Hello, I have a bunch of personal data - videos, pictures, documents, PDFs etc. that I want to backup.
I am wondering what is the best way to do this?
Requirements -
- I want to backup multiple different folders from my Linux computer - it is not a full disk backup.
- Encryption would be great to have.
- This needs to be a long term backup - like few years or more.
- Data - small videos, pictures, PDFs, text files, documents, etc. Total size - less than 50-60 GB (for now - but it can increase over time).
- I want to be able to incrementally add more data to backup of respective folders (e.g. new photos, documents etc.), or even add new folders.
- After backup, I want to be able to cleanup my hard disk, reinstall OS or restore data from backup onto a completely new system in a new directory.
- I do not care about stuff like file metadata like owner user, permissions etc.
Questions -
- Is one or more flash drives good for such kind of backup? Or would it get corrupt within few years?
- I found Borg backup, but it suggests that backup should be restored on the same machine - which does not seem to fit my use case.
- It also suggests to keep Borg config directory - which again conflicts with restoring or adding new items from a different system.
- Not sure how well this would work if restoring on a new system?
- Are there any better alternatives?
- If I do use Borg, should using one repository per folder be the way to go about it? Or is there a better way?
- In Borg itself, I am thinking of using the
repokeymethod (key stored with the repository) - and store the passphrase in a KeePass database on a different flash drive.
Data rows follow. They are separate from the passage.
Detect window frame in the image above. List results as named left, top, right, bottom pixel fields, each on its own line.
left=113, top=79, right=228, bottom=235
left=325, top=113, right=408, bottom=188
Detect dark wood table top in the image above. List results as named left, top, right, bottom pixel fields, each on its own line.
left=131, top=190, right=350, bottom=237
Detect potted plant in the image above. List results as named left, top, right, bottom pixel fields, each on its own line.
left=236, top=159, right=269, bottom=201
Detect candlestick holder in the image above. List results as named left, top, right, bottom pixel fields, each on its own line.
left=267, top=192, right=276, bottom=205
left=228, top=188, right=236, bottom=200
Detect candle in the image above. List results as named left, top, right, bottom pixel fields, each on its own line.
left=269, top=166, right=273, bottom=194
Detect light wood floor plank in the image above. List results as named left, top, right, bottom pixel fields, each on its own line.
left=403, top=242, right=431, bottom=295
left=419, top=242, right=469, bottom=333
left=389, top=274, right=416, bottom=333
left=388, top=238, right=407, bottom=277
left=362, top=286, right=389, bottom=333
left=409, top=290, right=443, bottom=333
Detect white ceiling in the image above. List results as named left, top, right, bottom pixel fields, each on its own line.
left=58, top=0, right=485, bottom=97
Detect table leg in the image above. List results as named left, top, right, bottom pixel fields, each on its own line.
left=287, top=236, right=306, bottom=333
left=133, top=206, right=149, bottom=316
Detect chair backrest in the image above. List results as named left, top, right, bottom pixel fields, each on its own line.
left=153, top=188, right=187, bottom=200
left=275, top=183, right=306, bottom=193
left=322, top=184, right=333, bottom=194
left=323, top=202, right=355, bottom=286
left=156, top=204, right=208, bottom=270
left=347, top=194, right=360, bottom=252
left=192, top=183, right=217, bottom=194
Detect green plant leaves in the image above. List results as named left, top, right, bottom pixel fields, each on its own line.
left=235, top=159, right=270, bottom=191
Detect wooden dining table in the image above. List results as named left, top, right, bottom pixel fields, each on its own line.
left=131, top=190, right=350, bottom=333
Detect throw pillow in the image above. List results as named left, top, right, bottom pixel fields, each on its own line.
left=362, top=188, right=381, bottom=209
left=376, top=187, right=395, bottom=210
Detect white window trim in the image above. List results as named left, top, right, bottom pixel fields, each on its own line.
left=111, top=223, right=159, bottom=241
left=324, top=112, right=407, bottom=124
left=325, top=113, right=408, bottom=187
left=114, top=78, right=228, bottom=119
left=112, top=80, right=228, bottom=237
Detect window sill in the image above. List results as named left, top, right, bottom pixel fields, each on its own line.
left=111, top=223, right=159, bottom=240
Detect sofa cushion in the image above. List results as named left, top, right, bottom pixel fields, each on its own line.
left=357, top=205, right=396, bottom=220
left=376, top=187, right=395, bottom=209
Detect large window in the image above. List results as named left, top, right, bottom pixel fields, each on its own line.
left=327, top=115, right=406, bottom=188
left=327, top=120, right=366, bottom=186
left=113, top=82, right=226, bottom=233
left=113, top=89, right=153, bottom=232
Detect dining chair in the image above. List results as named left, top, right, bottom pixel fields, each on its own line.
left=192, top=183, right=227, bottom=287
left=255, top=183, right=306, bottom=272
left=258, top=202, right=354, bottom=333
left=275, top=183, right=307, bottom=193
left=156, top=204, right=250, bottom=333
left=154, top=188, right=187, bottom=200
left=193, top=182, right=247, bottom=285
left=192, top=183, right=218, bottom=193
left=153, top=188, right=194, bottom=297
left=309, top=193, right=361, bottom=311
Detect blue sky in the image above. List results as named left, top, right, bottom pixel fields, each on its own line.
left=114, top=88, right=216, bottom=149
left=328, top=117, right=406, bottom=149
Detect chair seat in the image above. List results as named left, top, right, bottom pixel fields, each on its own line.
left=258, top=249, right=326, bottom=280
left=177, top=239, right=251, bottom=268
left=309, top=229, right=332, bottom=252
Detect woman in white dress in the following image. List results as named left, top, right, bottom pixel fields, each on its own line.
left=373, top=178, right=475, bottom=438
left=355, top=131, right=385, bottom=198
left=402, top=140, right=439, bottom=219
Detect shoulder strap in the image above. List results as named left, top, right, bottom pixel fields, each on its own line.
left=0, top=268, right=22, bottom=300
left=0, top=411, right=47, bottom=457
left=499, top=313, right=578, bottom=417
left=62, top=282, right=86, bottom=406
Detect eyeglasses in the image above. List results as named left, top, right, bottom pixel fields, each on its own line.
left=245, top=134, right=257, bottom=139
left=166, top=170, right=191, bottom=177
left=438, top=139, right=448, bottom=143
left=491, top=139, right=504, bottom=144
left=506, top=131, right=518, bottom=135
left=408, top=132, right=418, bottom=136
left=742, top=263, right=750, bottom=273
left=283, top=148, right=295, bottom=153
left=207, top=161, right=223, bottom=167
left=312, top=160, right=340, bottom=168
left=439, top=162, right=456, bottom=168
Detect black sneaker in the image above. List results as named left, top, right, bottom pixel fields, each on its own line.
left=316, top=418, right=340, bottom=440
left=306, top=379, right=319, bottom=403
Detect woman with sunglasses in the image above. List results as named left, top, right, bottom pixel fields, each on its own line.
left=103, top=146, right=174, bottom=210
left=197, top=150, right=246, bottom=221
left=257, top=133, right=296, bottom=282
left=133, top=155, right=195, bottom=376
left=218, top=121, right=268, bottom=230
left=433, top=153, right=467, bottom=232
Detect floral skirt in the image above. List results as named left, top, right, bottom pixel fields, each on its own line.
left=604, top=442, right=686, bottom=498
Any different suggestions?
Please feel free to suggest any alternatives or improvements to my plan.
I’m a fan of kopia-ui
On Linux, Borg backup is often recommended, but I like kopia-ui as it works on all the desktop os and when I need to help others with backing up I can just use this single tool.
Luckily, I’ve never needed to recover from a backup, but it seems to work well and when I test that data is retrievable, it has been.